Compositional and hollow engineering of silicon carbide/carbon microspheres as high-performance microwave absorbing materials with good environmental tolerance

With the rapid development of electronic information technology, electromagnetic wave absorption materials play a crucial role in military applications such as electromagnetic protection and stealth devices, as well as in the defense industry. However, considering that current electromagnetic absorption materials, whether for military stealth or civilian electronic purposes, are often applied outdoors, uncontrollable factors such as geographical location and weather conditions have a negative impact on the stability of electromagnetic responses. Exploring electromagnetic absorption materials that combine excellent microwave absorption performance with environmental stability is therefore crucial for practical applications.

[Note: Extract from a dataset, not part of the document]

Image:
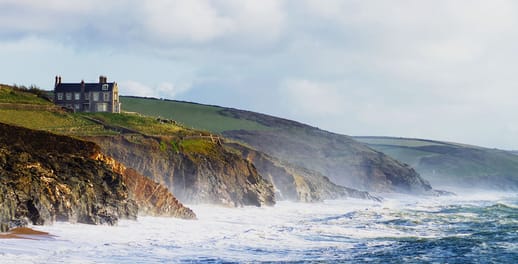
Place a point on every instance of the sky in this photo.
(435, 69)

Numerous studies have shown that carbon and silicon carbide demonstrate stable wave absorption performance in some extreme environments. However, both materials exhibit significant deficiencies in terms of absorption intensity and bandwidth. Although some improvement in microwave absorption performance compared to single-component materials can be achieved through simple composites, it still fails to meet the current demand for high-performance absorption materials. Therefore, the in-depth development of carbon/silicon carbide composites for electromagnetic protection is of great significance.

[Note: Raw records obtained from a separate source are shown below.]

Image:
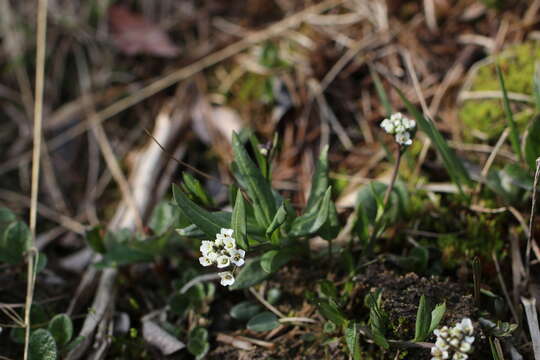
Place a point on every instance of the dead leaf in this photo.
(133, 34)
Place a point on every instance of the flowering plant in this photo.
(261, 222)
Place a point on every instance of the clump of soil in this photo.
(400, 293)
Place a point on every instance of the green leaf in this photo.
(351, 338)
(198, 342)
(264, 321)
(238, 221)
(14, 242)
(330, 229)
(319, 182)
(257, 187)
(496, 352)
(94, 239)
(251, 274)
(377, 318)
(61, 329)
(273, 295)
(536, 85)
(42, 346)
(436, 316)
(423, 320)
(208, 222)
(261, 159)
(453, 164)
(329, 289)
(310, 223)
(196, 190)
(531, 147)
(278, 220)
(330, 310)
(245, 310)
(273, 260)
(514, 134)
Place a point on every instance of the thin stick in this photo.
(531, 222)
(183, 163)
(184, 73)
(36, 152)
(504, 289)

To address this issue, the team led by Yun-Chen Du from Harbin Institute of Technology constructed composite microspheres with a core-shell structure using phenolic resin microspheres and silica as the core and shell layers, respectively. During the high-temperature pyrolysis process, spontaneous formation of a hollow structure occurred due to interface reactions, which not only facilitates lightweight requirements but also significantly enhances the attenuation ability of incident electromagnetic waves.

By controlling the thickness of the silica shell layer, Du's team achieved compositional regulation of hollow SiC/C composite microspheres, thereby controlling the electromagnetic properties of the composite material. The research results from Du's team demonstrate that, under the synergistic effect of composition and structure, SiC/C composite materials exhibit outstanding wave absorption performance, with the strongest reflection loss and widest effective absorption bandwidth reaching -60.8 dB and 5.1 GHz, respectively. These results surpass those of most previously reported SiC/C composite materials.

Furthermore, Du also confirmed through radar cross-section simulation data the excellent radar stealth performance of SiC/C composite materials. Treatment of the composite material with different temperatures and acidic or alkaline environments did not cause significant changes in its wave absorption performance. The effective absorption bandwidth and reflection loss intensity values remained stable after treatment, indicating the promising practical application prospects of hollow SiC/C microspheres in various harsh natural environments.